Cucumber is my tool of choice for Specification by Example. I like Cucumber for three reasons:
- The specifications are written in plain English
- The supporting tools are very mature
- The step definitions are clean
Plain English specifications
Technically the specifications are written in a Domain Specific Language called Gherkin, and you can have Gherkin in any language you want. But as far as my team are concerned, and the product owners in particular, it is plain English.
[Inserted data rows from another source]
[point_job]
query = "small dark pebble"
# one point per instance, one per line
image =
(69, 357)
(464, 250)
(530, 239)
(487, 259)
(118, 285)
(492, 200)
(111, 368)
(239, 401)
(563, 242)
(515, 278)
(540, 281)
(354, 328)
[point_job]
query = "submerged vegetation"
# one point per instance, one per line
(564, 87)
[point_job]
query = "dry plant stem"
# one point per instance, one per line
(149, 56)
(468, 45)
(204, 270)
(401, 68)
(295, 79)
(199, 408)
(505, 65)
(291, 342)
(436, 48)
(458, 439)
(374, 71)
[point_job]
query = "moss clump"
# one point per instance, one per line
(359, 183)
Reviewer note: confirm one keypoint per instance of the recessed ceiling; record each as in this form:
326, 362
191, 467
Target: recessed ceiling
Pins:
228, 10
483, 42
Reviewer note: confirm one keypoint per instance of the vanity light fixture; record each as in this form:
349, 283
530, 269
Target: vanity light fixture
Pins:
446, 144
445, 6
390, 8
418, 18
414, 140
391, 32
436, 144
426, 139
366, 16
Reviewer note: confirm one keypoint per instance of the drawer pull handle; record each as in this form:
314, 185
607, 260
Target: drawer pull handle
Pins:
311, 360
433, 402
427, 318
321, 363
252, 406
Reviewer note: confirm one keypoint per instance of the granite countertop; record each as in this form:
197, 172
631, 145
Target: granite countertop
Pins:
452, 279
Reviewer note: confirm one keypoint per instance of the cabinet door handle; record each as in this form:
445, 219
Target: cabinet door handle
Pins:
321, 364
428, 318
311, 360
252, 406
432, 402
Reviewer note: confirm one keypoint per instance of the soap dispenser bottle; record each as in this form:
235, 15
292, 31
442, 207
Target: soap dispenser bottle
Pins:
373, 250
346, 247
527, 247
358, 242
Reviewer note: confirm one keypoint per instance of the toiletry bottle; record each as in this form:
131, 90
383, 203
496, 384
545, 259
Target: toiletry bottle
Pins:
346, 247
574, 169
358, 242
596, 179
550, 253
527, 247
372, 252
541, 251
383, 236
Here is an example:
Scenario: A Diary Entry must have a Slug Given the "West" Diary is empty When I add a Diary Entry with no Slug Then the "West" Diary is still empty And a "Slug is mandatory" error occurs
Cucumber has been around a while and comes from the Ruby community who are passionate about automated testing. So not surprisingly the tool support for Cucumber is very mature. For example you can use either Webrat or Capybara to get headless browser testing (fast) but the capability to interface with Selenium if you want to drive the UI through an actual browser. Great.
Clean step definitions
Ruby has another massive impact on Cucumber. Cucumber’s step definitions are written in Ruby. The Ruby language is very clean. So the step definitions are clean.
Both the clean nature of the code and the brilliant tool support mean that using Cucumber is easy for development teams to use.
Cucumber is great. Check out the Cukes website and the Cucumber book (Wynne & Hellesøy, 2012).
Unfortunately not everybody can use Cucumber. Luckily there are Cucumber-esk variants for other environments and languages. For example, my last two teams have been .NET so we’ve used SpecFlow. Unfortunately the tool support in .NET isn’t very mature and, being C#.NET the step definitions are pretty horrible to read compared the Ruby alternatives. Deep sigh. But at least the specifications are in plain English and executable. It is worth it just for that.
This post is part of a series on Specification by Example.
Wynne, M. & Hellesøy, A. (2012). The Cucumber Book: Behaviour-Driven Development for Testers and Developers. Pragmatic Bookshelf.